Vice President Kamala Harris is calling on Congress — and the Senate in particular — to pass gun control measures in the wake of two mass shootings that left a total of 18 people dead in the span of one week.
“The point here is Congress needs to act,” Harris said on “CBS This Morning” Wednesday. “On the House side, they did. There are two bills which the president is prepared to sign, and so we need the Senate to act.”
The two measures passed by the House of Representatives are aimed at expanding background checks for gun sales.
Just six days after a 21-year-old gunman killed eight people — six of them women of Asian descent — across three spas in Georgia, another 21-year-old in Boulder, Colorado shot 10 people dead at a supermarket. One of the victims included a Boulder police officer, who was first to respond to the scene.
In both instances, the gunmen used AR-15-styled assault weapons.
“There is no reason why we have assault weapons on the streets of a civil society. They are weapons of war,” Harris said.
And while the tragic events captured national attention, they were just two mass shooting events of seven that occurred across seven days.

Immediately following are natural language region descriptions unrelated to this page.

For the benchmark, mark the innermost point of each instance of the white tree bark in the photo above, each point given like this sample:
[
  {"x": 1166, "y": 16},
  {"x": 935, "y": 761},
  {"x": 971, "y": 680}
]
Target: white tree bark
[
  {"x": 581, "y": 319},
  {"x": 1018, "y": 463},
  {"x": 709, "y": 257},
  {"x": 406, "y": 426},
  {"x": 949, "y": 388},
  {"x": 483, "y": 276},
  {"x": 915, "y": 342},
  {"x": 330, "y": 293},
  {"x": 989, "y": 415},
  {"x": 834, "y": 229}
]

The shootings have already spurred debates in Congress while President Biden urged the Senate to quickly pass the House’s gun control legislation as well as reinstating a ban on assault weapons and high-capacity magazines that was in effect from 1994 through 2004.
However, efforts to limit firearms have faced partisan opposition.
In a Senate Judiciary hearing on gun violence Tuesday, which was scheduled before the mass shooting in Boulder occurred, Republican Senator Ted Cruz panned the hearing as “ridiculous theater” while fellow GOP lawmakers accused Democrats of using the shootings as an excuse to limit the Second Amendment.
Republican Senator John Kennedy compared the worsening gun violence in the country to drunk driving, claiming the answer to the latter would not be to “get rid of all sober drivers.”
The vice president accused lawmakers arguing against gun control legislation of setting up “false choices.”
“This is not about getting rid of the Second Amendment,” Harris said. “It’s simply about saying we need reasonable gun safety laws.”
Should Congress fail to pass meaningful legislation, the vice president said Mr. Biden may be prepared to take executive action.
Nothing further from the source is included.